I strongly recommend you do a Tanganyikan setup... Frontosa and other compatible fish.


----------



## lloyd (Aug 24, 2005)

the dorsal looks short also, but it could be your photo. does this fish have a sunken belly? or is this also a photo distortion? if it is sunken...you have issues to remedy on his behalf. IMHO.
best way to repair fin shredding is with increased water changes. if conditions are right, a fish can grow fin back similar to the speed we grow fingernails. IME, missing chunks are caused by battle and/or aggression, while feathering is more about water quality, space, and overall health. FYI, your front shows sign of feathering. 
i would suggest to anti up with extra water changes for a couple weeks. if you notice some repair at that time, then you have the issue resolved, and can simply continue that type of w.c. schedule forever :wink:. if the fish shows little sign of progress after that, then i would move him to Q for a light salt bath (i use jungle's fungus eliminator). HTH.


----------



## chago (Mar 4, 2008)

excelent!... i'll proceed with the w.c....

i know its not recomended to keep Malawi and Tanganika fish together the peacock is just stuck, cause i've been trying to get rid of him, but no one has been interested in adopting him, and the front is there because the front tank i've got is way too small to kim him there with the alfa male, but only till november I can get a larger tank...


----------



## lloyd (Aug 24, 2005)

don't stress about the malawi/tang mix, chago. it's like speeding. you can get away with 6up.


----------



## cichlidgirl1 (Sep 17, 2007)

How big is your tank, what is your vacume/water changes schedule ? How much do you change ? Any water test results ? That should give us a hint if its water quality .

A hint if its nip damage is the front would likely be acting a bit stressed. Hiding, having the pale blanched out look on the blue stripes, hanging out at the top of the tank. Lots of darting around. Overall very nervous looking compared to the other fronts. At least thats what mine do.


----------



## chago (Mar 4, 2008)

that one is a 50 gal tank, but as I said before, that's gonna change for sure..

I did a 40% water change, an he seems to be happier, now he swims n all the tank and has more appetite, before he was just parked on top of a rock.

And yes, he was quite nervous. He jumped about a couple times out of the tank!! 

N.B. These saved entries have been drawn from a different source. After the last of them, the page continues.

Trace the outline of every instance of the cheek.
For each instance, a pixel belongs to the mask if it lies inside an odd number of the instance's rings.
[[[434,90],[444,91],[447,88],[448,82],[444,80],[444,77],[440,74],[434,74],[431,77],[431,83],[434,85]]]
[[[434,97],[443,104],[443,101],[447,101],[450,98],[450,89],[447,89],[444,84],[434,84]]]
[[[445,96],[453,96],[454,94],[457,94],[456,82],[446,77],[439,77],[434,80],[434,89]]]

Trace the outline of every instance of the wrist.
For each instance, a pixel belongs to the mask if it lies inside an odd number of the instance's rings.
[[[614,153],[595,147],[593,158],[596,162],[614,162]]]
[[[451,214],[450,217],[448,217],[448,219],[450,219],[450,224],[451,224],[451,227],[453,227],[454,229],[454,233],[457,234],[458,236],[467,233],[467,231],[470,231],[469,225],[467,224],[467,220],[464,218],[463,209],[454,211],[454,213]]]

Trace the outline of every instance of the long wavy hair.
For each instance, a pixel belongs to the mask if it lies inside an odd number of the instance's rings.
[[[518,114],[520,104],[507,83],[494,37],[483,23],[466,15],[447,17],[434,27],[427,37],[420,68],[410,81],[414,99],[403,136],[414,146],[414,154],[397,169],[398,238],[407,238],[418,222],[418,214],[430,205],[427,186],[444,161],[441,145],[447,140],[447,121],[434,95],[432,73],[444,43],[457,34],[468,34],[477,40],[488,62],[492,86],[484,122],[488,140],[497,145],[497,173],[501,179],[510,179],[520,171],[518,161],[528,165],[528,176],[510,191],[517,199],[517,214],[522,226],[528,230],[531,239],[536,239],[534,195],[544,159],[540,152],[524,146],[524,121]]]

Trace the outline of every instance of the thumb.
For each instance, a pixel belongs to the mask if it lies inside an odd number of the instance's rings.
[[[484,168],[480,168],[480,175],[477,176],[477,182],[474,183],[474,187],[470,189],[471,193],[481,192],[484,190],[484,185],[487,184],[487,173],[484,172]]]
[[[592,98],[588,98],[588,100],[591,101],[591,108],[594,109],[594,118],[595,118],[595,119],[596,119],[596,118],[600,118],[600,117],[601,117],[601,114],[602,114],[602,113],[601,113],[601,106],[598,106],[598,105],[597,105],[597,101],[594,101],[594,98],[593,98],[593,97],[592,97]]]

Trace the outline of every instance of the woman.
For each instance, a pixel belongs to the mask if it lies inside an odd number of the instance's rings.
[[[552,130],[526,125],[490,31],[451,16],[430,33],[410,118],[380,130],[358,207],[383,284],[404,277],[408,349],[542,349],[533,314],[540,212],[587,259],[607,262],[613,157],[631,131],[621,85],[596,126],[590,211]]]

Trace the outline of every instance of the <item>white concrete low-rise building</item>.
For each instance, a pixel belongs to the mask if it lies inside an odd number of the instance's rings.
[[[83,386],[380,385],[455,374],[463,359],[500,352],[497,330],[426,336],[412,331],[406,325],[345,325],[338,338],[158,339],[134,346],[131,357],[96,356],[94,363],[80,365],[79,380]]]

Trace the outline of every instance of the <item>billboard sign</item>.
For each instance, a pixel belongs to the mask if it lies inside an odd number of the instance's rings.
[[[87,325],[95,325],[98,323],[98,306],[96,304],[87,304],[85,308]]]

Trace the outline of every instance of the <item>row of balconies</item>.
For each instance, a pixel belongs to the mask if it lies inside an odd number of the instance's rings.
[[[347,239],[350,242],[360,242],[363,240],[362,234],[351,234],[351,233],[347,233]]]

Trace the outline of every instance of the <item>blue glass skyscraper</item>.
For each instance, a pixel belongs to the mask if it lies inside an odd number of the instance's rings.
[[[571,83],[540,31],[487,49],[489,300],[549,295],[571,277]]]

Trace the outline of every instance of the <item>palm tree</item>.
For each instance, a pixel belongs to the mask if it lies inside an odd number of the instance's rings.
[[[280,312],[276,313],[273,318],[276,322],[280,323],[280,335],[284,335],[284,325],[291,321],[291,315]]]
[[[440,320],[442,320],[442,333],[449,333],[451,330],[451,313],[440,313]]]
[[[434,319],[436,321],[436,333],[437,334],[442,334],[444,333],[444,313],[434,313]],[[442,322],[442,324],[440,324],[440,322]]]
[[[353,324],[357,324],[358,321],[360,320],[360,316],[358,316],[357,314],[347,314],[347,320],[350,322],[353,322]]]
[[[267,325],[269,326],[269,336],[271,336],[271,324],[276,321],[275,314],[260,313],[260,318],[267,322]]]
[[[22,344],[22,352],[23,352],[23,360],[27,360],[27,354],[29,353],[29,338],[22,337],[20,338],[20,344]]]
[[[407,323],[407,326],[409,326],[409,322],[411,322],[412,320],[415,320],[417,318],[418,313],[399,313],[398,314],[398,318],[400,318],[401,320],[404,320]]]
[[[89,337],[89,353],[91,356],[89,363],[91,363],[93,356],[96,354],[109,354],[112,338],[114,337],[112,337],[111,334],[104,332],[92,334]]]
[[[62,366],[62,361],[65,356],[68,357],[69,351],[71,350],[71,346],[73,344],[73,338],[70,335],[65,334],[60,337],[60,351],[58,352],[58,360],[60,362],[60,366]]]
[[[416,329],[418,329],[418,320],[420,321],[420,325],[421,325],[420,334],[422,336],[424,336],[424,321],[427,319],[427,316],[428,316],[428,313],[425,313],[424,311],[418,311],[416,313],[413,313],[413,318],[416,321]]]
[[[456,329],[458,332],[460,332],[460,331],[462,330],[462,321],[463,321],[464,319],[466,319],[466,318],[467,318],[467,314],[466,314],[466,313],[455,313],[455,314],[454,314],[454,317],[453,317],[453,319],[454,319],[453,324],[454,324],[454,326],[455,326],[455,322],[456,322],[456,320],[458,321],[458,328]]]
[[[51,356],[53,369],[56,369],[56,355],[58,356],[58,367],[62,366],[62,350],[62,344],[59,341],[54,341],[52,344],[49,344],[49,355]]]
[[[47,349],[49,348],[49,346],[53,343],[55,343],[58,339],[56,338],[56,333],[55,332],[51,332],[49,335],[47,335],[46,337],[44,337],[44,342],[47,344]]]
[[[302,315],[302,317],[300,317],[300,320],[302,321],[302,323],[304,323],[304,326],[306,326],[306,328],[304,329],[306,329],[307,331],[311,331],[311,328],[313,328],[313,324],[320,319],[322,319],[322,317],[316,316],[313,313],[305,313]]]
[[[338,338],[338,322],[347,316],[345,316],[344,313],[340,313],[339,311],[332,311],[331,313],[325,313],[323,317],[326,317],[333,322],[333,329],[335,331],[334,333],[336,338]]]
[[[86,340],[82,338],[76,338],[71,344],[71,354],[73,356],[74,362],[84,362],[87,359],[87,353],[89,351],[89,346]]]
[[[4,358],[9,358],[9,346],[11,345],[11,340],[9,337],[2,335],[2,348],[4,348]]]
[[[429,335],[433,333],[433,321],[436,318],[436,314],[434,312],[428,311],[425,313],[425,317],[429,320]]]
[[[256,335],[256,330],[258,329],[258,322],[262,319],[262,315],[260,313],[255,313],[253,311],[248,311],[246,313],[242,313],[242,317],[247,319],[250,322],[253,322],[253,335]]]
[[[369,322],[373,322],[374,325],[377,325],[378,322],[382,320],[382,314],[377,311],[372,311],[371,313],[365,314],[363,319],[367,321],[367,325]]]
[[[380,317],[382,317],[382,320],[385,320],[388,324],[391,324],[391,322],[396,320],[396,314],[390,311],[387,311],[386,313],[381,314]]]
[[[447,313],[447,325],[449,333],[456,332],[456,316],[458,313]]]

now everything seems ok...


----------



## cichlidgirl1 (Sep 17, 2007)

Fronts are lazy fish compared to haps and peacocks. They will often claim an area and just "hang out" there, only moving to chase away an intruder or avoid the alpha. Mine do not swim about the tank going back and forth, they tend to stay in one spot except for the alpha , he patrols and inflicts pain and suffering LOL.

BTW, if he is very nervous and jumpy i find leaving the lights on for longer times everyday helps along with steady traffic or visits by their owner will help to make the fish less shy. Avoid netting if you can as well. Give lots of krill treats too. Krill will make you their friend LOL. Get some freeze dried krill and pop it in some warm water then feed it to them when soft. I noticed that when i leave the light off for more than 2 or 3 days and suddenly turn them back on they tend to revert back to nervousness. i especialy noticed this with my mbuna but fronts too.


----------